Not complicated or fragile. Hardy and enduring. Well, in a word, sensible. Thomas C. Cooper writes: “the rose ‘Betty Prior’ is rumored to be the favorite of the Queen of England, and if this is true, I imagine the appeal for her is similar to that of another English institution for which she has a well-documented affection – the sensible shoe.”

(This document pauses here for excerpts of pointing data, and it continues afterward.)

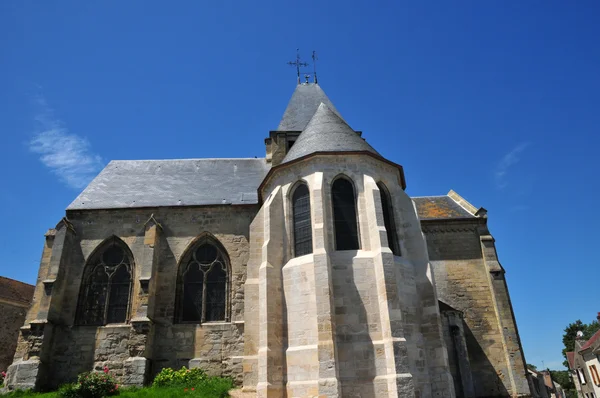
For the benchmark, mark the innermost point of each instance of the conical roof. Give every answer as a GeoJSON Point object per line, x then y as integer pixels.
{"type": "Point", "coordinates": [327, 132]}
{"type": "Point", "coordinates": [302, 107]}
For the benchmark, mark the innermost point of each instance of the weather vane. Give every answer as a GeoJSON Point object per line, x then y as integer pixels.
{"type": "Point", "coordinates": [315, 65]}
{"type": "Point", "coordinates": [298, 63]}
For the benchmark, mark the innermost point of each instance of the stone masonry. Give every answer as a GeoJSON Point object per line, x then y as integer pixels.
{"type": "Point", "coordinates": [15, 299]}
{"type": "Point", "coordinates": [431, 318]}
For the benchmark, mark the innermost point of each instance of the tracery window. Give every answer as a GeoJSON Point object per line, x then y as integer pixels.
{"type": "Point", "coordinates": [344, 215]}
{"type": "Point", "coordinates": [203, 285]}
{"type": "Point", "coordinates": [302, 224]}
{"type": "Point", "coordinates": [388, 218]}
{"type": "Point", "coordinates": [106, 288]}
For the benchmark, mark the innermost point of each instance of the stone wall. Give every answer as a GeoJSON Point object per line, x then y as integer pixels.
{"type": "Point", "coordinates": [466, 281]}
{"type": "Point", "coordinates": [341, 323]}
{"type": "Point", "coordinates": [11, 319]}
{"type": "Point", "coordinates": [158, 239]}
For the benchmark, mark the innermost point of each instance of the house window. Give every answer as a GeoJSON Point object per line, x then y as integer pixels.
{"type": "Point", "coordinates": [302, 225]}
{"type": "Point", "coordinates": [594, 373]}
{"type": "Point", "coordinates": [581, 376]}
{"type": "Point", "coordinates": [106, 289]}
{"type": "Point", "coordinates": [290, 143]}
{"type": "Point", "coordinates": [203, 284]}
{"type": "Point", "coordinates": [388, 218]}
{"type": "Point", "coordinates": [344, 215]}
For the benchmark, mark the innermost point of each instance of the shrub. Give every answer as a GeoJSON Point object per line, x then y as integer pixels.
{"type": "Point", "coordinates": [91, 385]}
{"type": "Point", "coordinates": [182, 377]}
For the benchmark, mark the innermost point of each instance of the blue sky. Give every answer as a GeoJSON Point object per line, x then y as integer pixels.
{"type": "Point", "coordinates": [498, 100]}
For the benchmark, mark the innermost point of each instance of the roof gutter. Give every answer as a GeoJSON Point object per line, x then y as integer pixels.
{"type": "Point", "coordinates": [280, 166]}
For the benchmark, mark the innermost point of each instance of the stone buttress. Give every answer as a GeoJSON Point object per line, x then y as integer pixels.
{"type": "Point", "coordinates": [340, 323]}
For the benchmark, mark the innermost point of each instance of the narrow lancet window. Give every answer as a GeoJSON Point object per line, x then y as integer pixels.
{"type": "Point", "coordinates": [302, 225]}
{"type": "Point", "coordinates": [388, 219]}
{"type": "Point", "coordinates": [344, 215]}
{"type": "Point", "coordinates": [106, 289]}
{"type": "Point", "coordinates": [203, 284]}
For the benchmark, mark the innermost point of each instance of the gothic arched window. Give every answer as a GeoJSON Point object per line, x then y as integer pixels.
{"type": "Point", "coordinates": [302, 225]}
{"type": "Point", "coordinates": [344, 215]}
{"type": "Point", "coordinates": [106, 288]}
{"type": "Point", "coordinates": [203, 284]}
{"type": "Point", "coordinates": [388, 218]}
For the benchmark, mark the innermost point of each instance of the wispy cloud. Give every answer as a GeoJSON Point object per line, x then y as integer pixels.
{"type": "Point", "coordinates": [507, 161]}
{"type": "Point", "coordinates": [68, 155]}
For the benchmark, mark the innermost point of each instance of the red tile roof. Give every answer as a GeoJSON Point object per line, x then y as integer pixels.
{"type": "Point", "coordinates": [16, 291]}
{"type": "Point", "coordinates": [591, 341]}
{"type": "Point", "coordinates": [571, 359]}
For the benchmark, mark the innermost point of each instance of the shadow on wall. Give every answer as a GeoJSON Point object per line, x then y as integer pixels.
{"type": "Point", "coordinates": [355, 349]}
{"type": "Point", "coordinates": [486, 381]}
{"type": "Point", "coordinates": [73, 353]}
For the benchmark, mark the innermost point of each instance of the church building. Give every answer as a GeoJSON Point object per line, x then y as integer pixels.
{"type": "Point", "coordinates": [309, 272]}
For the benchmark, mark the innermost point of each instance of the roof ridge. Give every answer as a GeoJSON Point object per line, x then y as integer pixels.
{"type": "Point", "coordinates": [327, 132]}
{"type": "Point", "coordinates": [302, 106]}
{"type": "Point", "coordinates": [16, 280]}
{"type": "Point", "coordinates": [590, 341]}
{"type": "Point", "coordinates": [170, 160]}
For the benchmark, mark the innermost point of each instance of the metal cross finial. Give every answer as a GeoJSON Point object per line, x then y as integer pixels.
{"type": "Point", "coordinates": [315, 64]}
{"type": "Point", "coordinates": [297, 63]}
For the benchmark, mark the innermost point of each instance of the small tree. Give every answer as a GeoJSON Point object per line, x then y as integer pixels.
{"type": "Point", "coordinates": [571, 333]}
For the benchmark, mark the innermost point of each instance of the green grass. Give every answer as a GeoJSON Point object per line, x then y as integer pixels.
{"type": "Point", "coordinates": [31, 394]}
{"type": "Point", "coordinates": [215, 388]}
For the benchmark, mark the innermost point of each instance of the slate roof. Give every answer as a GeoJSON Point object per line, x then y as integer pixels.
{"type": "Point", "coordinates": [183, 182]}
{"type": "Point", "coordinates": [302, 106]}
{"type": "Point", "coordinates": [13, 290]}
{"type": "Point", "coordinates": [327, 132]}
{"type": "Point", "coordinates": [439, 207]}
{"type": "Point", "coordinates": [591, 341]}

Now that kind of comparison grabs your attention, for it’s not what one normally reads in a rose catalog. And yet it is the perfect way to describe’ Betty Prior’; a long blooming season, indifferent to pests and contrary weather, with a flower introduced in 1935, ‘Betty Prior’ was one of the first floribundas to be recognized by The National Rose Society of Great Britain with a gold metal award. ‘Kirsten Poulsen’ and an unknown seeding are the parents of this compact (height and spread of three feet each) rose. The flowers first open in profuse clusters of deep pink, which fade with age to an almost ghostly white. Cooper further describes the bloom as “delicate singles…. the effect more of small banks of pink clouds settling about the bush.”

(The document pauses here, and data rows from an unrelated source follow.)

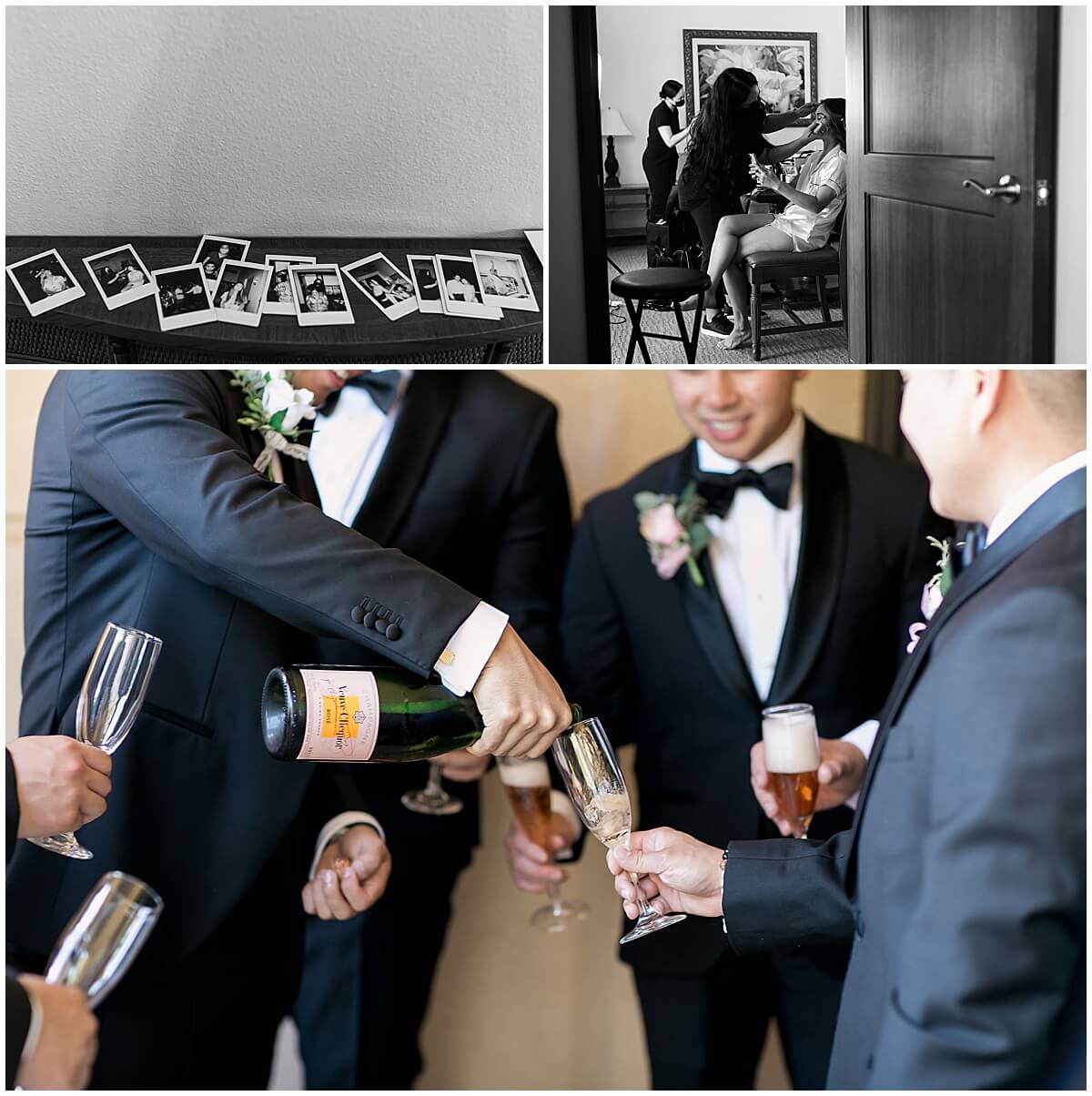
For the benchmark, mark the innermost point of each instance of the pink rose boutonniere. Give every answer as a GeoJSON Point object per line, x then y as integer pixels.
{"type": "Point", "coordinates": [934, 592]}
{"type": "Point", "coordinates": [675, 531]}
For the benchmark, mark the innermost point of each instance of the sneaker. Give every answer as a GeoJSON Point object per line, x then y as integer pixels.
{"type": "Point", "coordinates": [719, 327]}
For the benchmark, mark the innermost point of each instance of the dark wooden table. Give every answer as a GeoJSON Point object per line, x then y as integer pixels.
{"type": "Point", "coordinates": [371, 334]}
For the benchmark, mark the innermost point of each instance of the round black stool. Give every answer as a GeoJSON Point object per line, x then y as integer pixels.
{"type": "Point", "coordinates": [672, 284]}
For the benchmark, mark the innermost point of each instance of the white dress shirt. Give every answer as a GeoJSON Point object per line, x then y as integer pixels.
{"type": "Point", "coordinates": [753, 553]}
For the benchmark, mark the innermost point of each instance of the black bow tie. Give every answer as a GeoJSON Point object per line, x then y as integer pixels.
{"type": "Point", "coordinates": [381, 385]}
{"type": "Point", "coordinates": [719, 489]}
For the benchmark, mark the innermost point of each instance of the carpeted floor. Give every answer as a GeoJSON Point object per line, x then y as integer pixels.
{"type": "Point", "coordinates": [805, 348]}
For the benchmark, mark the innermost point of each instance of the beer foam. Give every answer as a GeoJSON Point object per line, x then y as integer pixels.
{"type": "Point", "coordinates": [533, 773]}
{"type": "Point", "coordinates": [791, 746]}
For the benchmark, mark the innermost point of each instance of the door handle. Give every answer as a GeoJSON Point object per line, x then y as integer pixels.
{"type": "Point", "coordinates": [1007, 188]}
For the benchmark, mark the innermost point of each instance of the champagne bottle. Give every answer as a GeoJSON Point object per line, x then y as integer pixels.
{"type": "Point", "coordinates": [353, 714]}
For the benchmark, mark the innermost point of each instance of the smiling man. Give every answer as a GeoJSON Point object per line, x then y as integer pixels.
{"type": "Point", "coordinates": [814, 571]}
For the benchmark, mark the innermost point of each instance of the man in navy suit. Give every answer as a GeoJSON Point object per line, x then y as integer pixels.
{"type": "Point", "coordinates": [962, 884]}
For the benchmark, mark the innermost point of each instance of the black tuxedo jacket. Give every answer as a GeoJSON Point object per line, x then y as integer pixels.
{"type": "Point", "coordinates": [145, 509]}
{"type": "Point", "coordinates": [963, 881]}
{"type": "Point", "coordinates": [658, 662]}
{"type": "Point", "coordinates": [472, 485]}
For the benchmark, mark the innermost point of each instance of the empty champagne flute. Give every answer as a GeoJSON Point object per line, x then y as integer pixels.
{"type": "Point", "coordinates": [431, 799]}
{"type": "Point", "coordinates": [109, 700]}
{"type": "Point", "coordinates": [597, 788]}
{"type": "Point", "coordinates": [527, 785]}
{"type": "Point", "coordinates": [104, 936]}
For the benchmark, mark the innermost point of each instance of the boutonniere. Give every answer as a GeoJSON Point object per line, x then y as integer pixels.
{"type": "Point", "coordinates": [935, 591]}
{"type": "Point", "coordinates": [675, 531]}
{"type": "Point", "coordinates": [274, 409]}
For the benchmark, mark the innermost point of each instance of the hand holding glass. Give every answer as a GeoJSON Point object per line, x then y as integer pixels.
{"type": "Point", "coordinates": [109, 700]}
{"type": "Point", "coordinates": [597, 788]}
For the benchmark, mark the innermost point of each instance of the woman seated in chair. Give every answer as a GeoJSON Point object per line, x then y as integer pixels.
{"type": "Point", "coordinates": [814, 204]}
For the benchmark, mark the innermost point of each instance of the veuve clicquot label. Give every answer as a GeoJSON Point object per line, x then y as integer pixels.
{"type": "Point", "coordinates": [342, 715]}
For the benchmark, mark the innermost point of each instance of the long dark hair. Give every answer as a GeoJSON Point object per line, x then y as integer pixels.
{"type": "Point", "coordinates": [835, 107]}
{"type": "Point", "coordinates": [714, 128]}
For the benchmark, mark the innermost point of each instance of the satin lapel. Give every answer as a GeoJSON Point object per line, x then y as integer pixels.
{"type": "Point", "coordinates": [418, 431]}
{"type": "Point", "coordinates": [705, 613]}
{"type": "Point", "coordinates": [824, 533]}
{"type": "Point", "coordinates": [1063, 501]}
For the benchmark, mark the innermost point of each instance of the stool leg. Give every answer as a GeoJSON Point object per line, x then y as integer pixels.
{"type": "Point", "coordinates": [756, 319]}
{"type": "Point", "coordinates": [821, 284]}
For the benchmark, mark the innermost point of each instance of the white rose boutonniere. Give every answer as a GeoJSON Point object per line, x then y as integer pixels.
{"type": "Point", "coordinates": [275, 409]}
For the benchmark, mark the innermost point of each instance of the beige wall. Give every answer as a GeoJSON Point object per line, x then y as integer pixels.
{"type": "Point", "coordinates": [511, 1009]}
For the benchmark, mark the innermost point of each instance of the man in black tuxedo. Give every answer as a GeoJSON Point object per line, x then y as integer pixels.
{"type": "Point", "coordinates": [962, 884]}
{"type": "Point", "coordinates": [460, 471]}
{"type": "Point", "coordinates": [146, 509]}
{"type": "Point", "coordinates": [813, 573]}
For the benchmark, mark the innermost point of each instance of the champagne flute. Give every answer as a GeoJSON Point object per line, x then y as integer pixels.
{"type": "Point", "coordinates": [431, 799]}
{"type": "Point", "coordinates": [527, 785]}
{"type": "Point", "coordinates": [104, 936]}
{"type": "Point", "coordinates": [597, 788]}
{"type": "Point", "coordinates": [109, 700]}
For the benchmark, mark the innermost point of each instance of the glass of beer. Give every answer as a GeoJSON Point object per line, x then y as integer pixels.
{"type": "Point", "coordinates": [792, 759]}
{"type": "Point", "coordinates": [527, 785]}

We now have three ‘Betty Prior’s’ in our garden. The first we planted and have enjoyed for over ten years. Last year we added two more. These three bushes give our garden color all season long. It’s also a fabulous rose for flower-arranging. There are always blooms to cut. The canes are light and the flowers well-spaced. And someone always asks; “What’s the name of that pretty and unusual rose?” I guess everything must have some fault, and ‘Betty Prior’s’ might be a lack of fragrance.
The American Rose Society gives ‘Betty Prior’ a solid 8.2 rating and she’s had loyal followers now for almost seventy years. At that age she has learned to let the newcomers depend on dazzle and glitter. ‘Betty Prior’ emphasizes her other attributes and can hold her own in any crowd. Makes sense.